Office: TMH 229
Ellen D. Tillman is an assistant professor in history with a PhD from University of Illinois, Champaign-Urbana. Her field is Latin American history with an emphasis on military institutions, military-civil relations, U.S. interventions, and guerrilla warfare.
Dr. Tillman’s research has focused on 20th-century U.S. interventions in the Caribbean region and how these interventions shaped Latin American development, U.S. foreign policy, and U.S. naval power. Her dissertation examined the U.S. military occupation of the Dominican Republic (1916-1924), arguing that the interaction of growing U.S. naval power and the actions of the occupied population drastically reshaped both the U.S. approach and Dominican society. Her current research analyzes how U.S. Army officers’ experience on the frontier in the late nineteenth century—especially in the formation of ideas about race—affected their interventions in Central America and their interactions with Central American populations and military groups.
Before coming to Texas State University, Dr. Tillman taught at the U.S. Military Academy at West Point.

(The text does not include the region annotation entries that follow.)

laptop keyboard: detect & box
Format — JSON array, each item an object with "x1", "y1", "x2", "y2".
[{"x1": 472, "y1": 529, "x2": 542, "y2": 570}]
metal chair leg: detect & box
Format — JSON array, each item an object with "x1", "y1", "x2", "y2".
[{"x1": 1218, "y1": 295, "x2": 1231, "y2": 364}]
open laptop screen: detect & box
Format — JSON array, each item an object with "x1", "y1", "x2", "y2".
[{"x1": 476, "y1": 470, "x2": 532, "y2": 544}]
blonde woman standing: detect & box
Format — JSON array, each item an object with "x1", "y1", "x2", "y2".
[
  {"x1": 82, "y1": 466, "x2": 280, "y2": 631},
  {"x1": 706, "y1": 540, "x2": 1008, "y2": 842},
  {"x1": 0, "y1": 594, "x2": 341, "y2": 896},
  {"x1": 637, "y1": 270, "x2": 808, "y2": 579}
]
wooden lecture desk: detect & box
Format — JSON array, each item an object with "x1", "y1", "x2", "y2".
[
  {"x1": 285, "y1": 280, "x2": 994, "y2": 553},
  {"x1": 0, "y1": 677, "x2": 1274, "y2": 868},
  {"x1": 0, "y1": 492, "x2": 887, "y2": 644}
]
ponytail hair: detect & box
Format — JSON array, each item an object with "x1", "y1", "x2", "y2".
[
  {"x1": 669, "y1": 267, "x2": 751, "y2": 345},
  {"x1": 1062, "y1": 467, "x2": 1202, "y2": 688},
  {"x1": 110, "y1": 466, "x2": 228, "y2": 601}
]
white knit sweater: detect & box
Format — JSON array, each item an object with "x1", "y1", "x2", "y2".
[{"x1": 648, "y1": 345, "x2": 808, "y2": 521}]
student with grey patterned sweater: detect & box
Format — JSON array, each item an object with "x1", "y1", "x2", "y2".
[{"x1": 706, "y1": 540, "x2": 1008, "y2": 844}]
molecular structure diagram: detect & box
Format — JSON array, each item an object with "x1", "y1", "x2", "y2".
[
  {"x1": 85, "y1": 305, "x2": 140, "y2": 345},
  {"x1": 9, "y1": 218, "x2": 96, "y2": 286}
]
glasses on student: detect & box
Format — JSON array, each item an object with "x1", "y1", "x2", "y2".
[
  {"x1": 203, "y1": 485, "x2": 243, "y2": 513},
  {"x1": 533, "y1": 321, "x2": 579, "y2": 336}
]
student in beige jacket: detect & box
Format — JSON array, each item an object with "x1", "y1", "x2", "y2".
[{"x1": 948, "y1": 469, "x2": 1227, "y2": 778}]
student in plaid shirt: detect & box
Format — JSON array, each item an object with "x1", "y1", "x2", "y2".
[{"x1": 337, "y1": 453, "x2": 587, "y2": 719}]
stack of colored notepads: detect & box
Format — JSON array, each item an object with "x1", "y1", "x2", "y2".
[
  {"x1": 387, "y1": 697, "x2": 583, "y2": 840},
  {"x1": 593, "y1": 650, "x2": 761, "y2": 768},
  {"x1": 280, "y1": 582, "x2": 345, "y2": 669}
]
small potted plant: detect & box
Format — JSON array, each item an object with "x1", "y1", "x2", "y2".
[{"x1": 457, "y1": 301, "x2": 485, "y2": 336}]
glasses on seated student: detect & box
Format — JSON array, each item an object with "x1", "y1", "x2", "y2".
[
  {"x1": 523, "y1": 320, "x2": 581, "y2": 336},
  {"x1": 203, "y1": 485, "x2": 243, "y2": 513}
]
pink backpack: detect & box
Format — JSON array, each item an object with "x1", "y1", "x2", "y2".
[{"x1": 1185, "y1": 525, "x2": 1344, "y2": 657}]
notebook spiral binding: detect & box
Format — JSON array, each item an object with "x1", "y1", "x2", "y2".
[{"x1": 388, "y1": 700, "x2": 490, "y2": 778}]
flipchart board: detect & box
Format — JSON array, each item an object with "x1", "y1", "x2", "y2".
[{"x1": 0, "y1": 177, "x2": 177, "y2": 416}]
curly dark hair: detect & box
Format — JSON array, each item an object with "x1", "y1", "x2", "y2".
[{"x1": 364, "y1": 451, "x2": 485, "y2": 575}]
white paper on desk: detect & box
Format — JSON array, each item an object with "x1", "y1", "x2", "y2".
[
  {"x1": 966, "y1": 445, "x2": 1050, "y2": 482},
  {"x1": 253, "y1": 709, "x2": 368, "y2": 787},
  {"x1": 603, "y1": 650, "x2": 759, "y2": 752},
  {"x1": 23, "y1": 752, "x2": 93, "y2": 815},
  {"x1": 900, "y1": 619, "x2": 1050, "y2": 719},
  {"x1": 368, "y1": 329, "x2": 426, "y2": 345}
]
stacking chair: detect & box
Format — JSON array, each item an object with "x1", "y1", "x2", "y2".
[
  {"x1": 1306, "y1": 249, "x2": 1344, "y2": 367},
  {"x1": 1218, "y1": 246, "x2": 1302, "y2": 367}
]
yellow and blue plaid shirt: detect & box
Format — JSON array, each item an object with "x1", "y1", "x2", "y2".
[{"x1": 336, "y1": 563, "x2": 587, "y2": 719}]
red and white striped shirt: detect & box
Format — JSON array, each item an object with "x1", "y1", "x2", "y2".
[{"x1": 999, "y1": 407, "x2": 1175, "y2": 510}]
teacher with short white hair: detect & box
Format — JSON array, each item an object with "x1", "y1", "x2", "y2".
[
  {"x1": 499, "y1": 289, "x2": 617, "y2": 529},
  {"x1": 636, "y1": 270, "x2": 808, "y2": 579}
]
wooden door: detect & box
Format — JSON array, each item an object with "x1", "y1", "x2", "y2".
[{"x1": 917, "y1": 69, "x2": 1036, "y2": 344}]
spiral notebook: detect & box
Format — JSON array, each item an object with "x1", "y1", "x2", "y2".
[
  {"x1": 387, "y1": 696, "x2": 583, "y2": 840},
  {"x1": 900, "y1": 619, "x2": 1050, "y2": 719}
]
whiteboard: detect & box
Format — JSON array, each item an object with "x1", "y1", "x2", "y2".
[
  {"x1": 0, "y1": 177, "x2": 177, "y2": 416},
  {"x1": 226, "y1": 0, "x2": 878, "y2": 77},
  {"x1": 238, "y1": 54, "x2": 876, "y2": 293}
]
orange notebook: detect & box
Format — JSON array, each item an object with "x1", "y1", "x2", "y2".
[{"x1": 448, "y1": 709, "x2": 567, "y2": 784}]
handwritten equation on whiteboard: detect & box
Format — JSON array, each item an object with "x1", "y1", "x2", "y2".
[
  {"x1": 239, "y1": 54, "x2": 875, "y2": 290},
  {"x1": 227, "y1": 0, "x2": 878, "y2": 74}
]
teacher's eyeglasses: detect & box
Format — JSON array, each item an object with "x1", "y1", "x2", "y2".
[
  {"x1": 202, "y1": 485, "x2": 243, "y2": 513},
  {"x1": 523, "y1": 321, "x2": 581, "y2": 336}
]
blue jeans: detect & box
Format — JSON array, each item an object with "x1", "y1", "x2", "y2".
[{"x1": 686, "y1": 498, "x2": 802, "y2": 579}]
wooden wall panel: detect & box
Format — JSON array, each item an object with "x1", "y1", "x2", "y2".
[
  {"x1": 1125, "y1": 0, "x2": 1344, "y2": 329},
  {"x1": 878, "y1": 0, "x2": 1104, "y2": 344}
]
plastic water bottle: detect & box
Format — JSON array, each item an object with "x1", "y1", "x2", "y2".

HIST2320 (2312) Western Civilization 1715 to Date
A general survey of western civilization from the Treaty of Utrecht to the present.
HIST 4368 War and Society
A study of the relationship of war with social and cultural institutions from the 18th century to the present. This course examines the ways in which the military has shaped culture and society—and the ways in which culture and society have shaped the military. In particular, this course traces change in technology and identity as they relate to warfare and the military institution.